Healthcare Crisis Underscores Strategic Importance of Strong IT Support
By Rob Dreussi
Rob Dreussi is CIO of HCTec of Brentwood, TN.
Take a moment to thank those who work on the IT service desk. Who knew they would play an essential role in maintaining operational continuity and getting our patients and providers up and running on telehealth?
Every large-scale crisis exposes shortfalls and creates opportunities for improvement in healthcare. The COVID-19 pandemic has highlighted the need for hospitals to think differently and more strategically about their IT service desks.
EMR patient portal usage has increased as telehealth and other patient-facing solutions are being rapidly deployed. Maximizing that kind of technology, keeping it running, and supporting it properly requires people with specialized HIT skills, training, and experience. Technology may be the tool, but people and solid operating processes are required to make it work.
This crisis is a powerful reminder of the IT service desk’s higher purpose—helping providers and patients by either resolving their immediate problem or finding the best next-level person to assist them. A mature IT service desk employs a diverse team of experts, including agents, coaches, trainers, workforce analysts, quality analysts, and related technology SMEs. Collectively, this team enables healthcare providers and patients to leverage technology rather than be hindered by it.
However, IT service desks have struggled to meet the increased demands related to the COVID-19 pandemic because their resourcing plans are based on historical support volumes.

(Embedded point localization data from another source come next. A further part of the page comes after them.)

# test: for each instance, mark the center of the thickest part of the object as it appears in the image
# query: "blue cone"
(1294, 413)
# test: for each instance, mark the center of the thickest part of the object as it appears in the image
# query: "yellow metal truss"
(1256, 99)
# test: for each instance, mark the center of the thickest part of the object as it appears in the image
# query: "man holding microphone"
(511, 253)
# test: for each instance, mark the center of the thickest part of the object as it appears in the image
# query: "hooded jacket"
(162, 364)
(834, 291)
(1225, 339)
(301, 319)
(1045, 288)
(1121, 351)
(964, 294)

Who could have predicted:
- Call volumes that are doubling and tripling.
- Supporting new applications almost overnight that typically would have been deployed over months.
- Assisting end users while they shifted in mass to working from home.

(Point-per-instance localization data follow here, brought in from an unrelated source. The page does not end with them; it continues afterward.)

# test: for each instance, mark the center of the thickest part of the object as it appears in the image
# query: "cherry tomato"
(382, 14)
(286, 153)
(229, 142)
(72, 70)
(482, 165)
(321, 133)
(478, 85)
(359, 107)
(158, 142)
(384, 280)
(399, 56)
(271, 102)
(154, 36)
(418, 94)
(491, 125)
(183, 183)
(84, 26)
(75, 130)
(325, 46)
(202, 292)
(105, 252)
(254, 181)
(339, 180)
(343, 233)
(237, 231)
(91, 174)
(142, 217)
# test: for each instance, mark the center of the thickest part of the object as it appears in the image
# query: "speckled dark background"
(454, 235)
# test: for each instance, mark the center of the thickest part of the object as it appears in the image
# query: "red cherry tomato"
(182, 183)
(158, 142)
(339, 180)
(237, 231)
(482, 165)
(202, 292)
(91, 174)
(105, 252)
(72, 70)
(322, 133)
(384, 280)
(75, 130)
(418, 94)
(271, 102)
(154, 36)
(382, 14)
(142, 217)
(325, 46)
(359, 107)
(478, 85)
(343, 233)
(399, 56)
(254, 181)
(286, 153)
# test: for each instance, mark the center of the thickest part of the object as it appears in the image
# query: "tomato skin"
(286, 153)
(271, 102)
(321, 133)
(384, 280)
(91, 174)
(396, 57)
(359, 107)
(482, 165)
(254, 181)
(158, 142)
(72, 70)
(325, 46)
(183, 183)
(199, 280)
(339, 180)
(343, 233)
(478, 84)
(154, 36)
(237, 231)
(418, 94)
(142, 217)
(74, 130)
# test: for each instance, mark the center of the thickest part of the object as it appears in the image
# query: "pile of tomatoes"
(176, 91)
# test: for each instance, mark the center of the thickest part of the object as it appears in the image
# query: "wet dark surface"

- Continuing to deliver services while the IT service desk itself shifted to working from home.
- Onboarding and training new agents 100% virtually.
Keeping up with all the change has been really hard.

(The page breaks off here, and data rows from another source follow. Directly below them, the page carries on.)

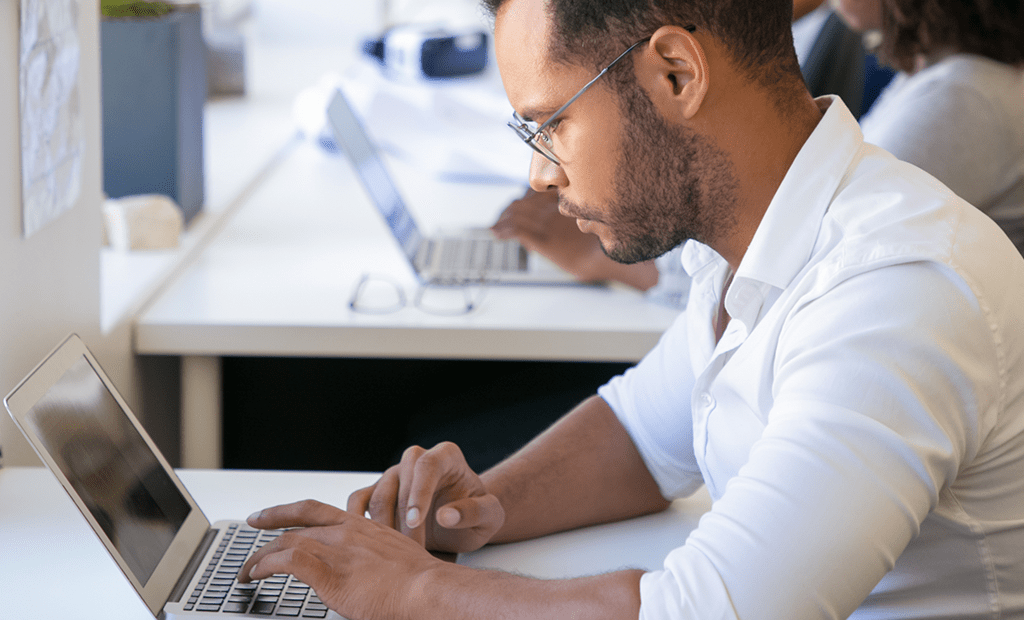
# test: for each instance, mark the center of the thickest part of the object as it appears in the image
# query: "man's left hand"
(358, 568)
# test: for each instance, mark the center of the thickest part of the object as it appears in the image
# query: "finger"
(430, 469)
(304, 513)
(484, 512)
(358, 501)
(300, 560)
(410, 514)
(384, 501)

The pandemic has put a spotlight on how the technical and user-facing skills that are needed for effective IT support have increased dramatically over the last decade. The demand for this dual skillset will only continue to increase as hospital clinical and overall operations grow increasingly reliant on technology. Already Meaningful Use and the movement toward value-based care have driven the adoption of complex clinical and business systems that require constant maintenance and inspire far greater security concerns.
Simultaneously, the expectations of providers and patients alike are rising, as we all have become accustomed to customer-friendly, tech-savvy support from companies like Amazon and American Express. As a result, the IT service desk’s role now includes representing the voice and brand of the health system. Delivering a strong overall experience — whether to patient, provider, or administrative user — is more critical than ever. In this new environment, the staffing, required skills and management of the IT service desk requires a more advanced and strategic approach.
It’s no surprise that COVID-19 has forced HIT support personnel to work overtime, late nights, and weekends. Their efforts are essential to ensuring that healthcare providers and their patients receive the support they need to improve delivery of care in a time when people need it most.
COVID-19 has made painfully obvious to a broader audience what we have always known — technology doesn’t always work as designed. It has also made it glaringly apparent that in healthcare we need people who understand how to effectively support technology so that patients and providers alike can leverage its power to improve care and outcomes.